What stands out is the access that Sreemoyee’s subjects chose to give her. Panahi candidly talks about his depression stemming from being banned from making films, or the attempt at suicide by the stormy sea, a reality that became a scene in Closed Curtain. There is a delightful relationship with his child actor Aida Mohammadkhani (now in her 30s) from the 1995 film The White Balloon. What hits home the most is the intense irony of Panahi pointing out the Evin prison to Sreemoyee, the one where he was jailed after his arrest in July last year and from where he got released recently.

There is black humour in the disarming interaction with filmmaker Mohammad Shirvani. Each time he wants to talk about sexuality or eroticism in the arts in his interview with her, the drill being used for repair work next door gets noisier. But turns silent the minute he switches to talk of religion. It’s as though the drill was on the censorship duty of Ministry of Islamic Guidance, he laughs. Censorship is inescapable in Iran, he says, “We keep censoring ourselves all the time”. He compares the place to a dry tree with no hope of turning green.

Then there is happenstance. The coincidence of finding herself living in the same room in Tehran as the one Farrokhzad had rented way back in time. The bad luck in not being able to meet Kiarostami, slipping a note under the main gate of his home just a week before his death. Or talking to the human rights lawyer and activist Nasrin Sotoudeh in 2018, about her 2010 arrest, only to find her getting imprisoned again a few days after their meeting.

The film is not explicitly about the recent anti-hijab protests, shot as it is between 2015-2019. But it shows early stirrings of unrest, a society priming for resistance and gives us glimpses of the roots of “Girls of Enghelab Street” with cellphone footage of the similar 2017 protest by Vida Movahed. There is talk about how Iran is called the Mecca of nose jobs, where “flawless faces” get sculpted even as bodies of women are sought to be erased by covering them in chador. There are conversations about mahjoub or modesty, how it must emanate from an inner understanding than outer covering.

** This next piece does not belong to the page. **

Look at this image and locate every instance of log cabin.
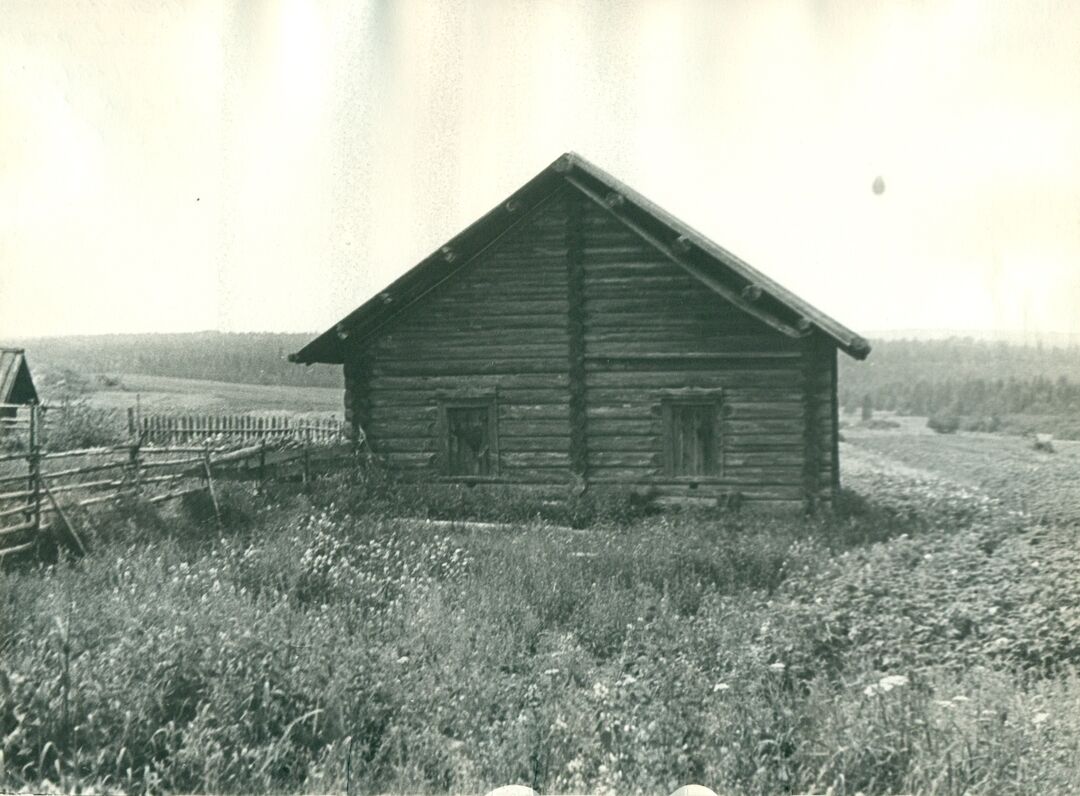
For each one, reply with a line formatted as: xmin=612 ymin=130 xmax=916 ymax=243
xmin=0 ymin=348 xmax=38 ymax=419
xmin=291 ymin=153 xmax=871 ymax=511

Amid this, there is Jafar Panahi talking politics and trying to define political cinema in light of the unrest back then. “When 3 million people in my country are protesting on the streets, I can’t shut my eyes. It is my problem even if I am not political. I must react to it,” he says. But without running away from Iran. “I don’t want to lose my country and wander around the world for no reason,” he says. To be a filmmaker in exile is not an option, it is all about making films at home, surreptitiously and defiantly. With apologies to Brecht, in the dark times there will be filmmaking; about the dark times.